The truck is store bought

I added an abandoned truck off a road fork and took the opportunity to weed up the scenery. [A friend of mine described her birthday dinner at a French restaurant as "Fat Forward". I've begun to think of scenery as "Weed Forward"].

Here come the weeds

I've always loved model railroading weeds. I think its because the Canadian suburbs are so orderly yet the scenery around train tracks is always the opposite.

My standard weed approach is base scenery first. Then random patches of grass followed by a few bushes.

I added black ballast around the switches since train crews would spend time there, restricting weed growth.





Look at that crisp track! Finally perfect ballast.


Placing weeds can be slow because of the layers approach and waiting for glue to dry after each step. But the crazy sounding thing is that I feel the slow pace helps one bond with said weed bed, thinking through the individual placement of grass, bushes, ground cover and other scenery. It sounds silly but it is true.

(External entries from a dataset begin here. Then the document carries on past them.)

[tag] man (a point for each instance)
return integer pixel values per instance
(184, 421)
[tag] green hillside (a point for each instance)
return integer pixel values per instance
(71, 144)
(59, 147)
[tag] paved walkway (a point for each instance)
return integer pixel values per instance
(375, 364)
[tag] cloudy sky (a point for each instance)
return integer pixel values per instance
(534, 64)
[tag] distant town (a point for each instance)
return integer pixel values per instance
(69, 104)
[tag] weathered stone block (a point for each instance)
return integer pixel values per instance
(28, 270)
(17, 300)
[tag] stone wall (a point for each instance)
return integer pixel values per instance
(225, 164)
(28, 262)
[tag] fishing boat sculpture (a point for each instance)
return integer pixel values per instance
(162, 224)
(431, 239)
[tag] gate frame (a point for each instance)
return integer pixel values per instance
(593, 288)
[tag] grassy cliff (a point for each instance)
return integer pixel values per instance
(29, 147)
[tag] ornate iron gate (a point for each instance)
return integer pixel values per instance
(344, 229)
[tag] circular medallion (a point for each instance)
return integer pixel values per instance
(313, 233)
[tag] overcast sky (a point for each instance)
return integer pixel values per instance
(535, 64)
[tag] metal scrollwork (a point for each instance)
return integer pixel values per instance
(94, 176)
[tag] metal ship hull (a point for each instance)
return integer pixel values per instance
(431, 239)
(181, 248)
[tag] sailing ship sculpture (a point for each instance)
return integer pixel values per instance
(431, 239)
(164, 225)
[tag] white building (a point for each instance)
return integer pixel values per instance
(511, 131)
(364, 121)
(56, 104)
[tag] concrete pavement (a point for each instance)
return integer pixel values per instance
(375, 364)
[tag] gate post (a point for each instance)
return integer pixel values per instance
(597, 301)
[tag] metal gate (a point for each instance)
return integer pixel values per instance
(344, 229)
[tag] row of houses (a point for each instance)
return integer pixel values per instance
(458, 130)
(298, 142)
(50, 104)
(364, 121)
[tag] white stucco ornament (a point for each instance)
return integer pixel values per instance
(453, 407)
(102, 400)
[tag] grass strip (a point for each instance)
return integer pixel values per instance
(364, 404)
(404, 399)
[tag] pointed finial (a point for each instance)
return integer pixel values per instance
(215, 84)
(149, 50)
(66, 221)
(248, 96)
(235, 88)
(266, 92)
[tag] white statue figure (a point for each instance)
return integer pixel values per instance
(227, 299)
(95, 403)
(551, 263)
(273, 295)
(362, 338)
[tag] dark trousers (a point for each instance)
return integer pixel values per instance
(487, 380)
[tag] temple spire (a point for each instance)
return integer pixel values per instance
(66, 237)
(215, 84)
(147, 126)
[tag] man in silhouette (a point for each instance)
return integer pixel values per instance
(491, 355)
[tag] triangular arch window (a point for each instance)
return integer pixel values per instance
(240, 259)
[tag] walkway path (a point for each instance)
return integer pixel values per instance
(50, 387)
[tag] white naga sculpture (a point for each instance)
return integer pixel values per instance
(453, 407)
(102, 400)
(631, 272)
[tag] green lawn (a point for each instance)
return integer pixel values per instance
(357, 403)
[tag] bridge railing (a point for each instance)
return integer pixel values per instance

And with scenery added, the road did begin to look better. And I wasn't even done even though time had moved into March.

I'll close this post with a modified photo (a RS-18 switching a slab sided hopper) showing the subtle effect of the foreground grass:


Aw hell, here's a second one:



Here's a before from December 2021:



As June, Nowhere Road has reached 1/2 completion. The main part of the road is complete but I need to fill in the other side.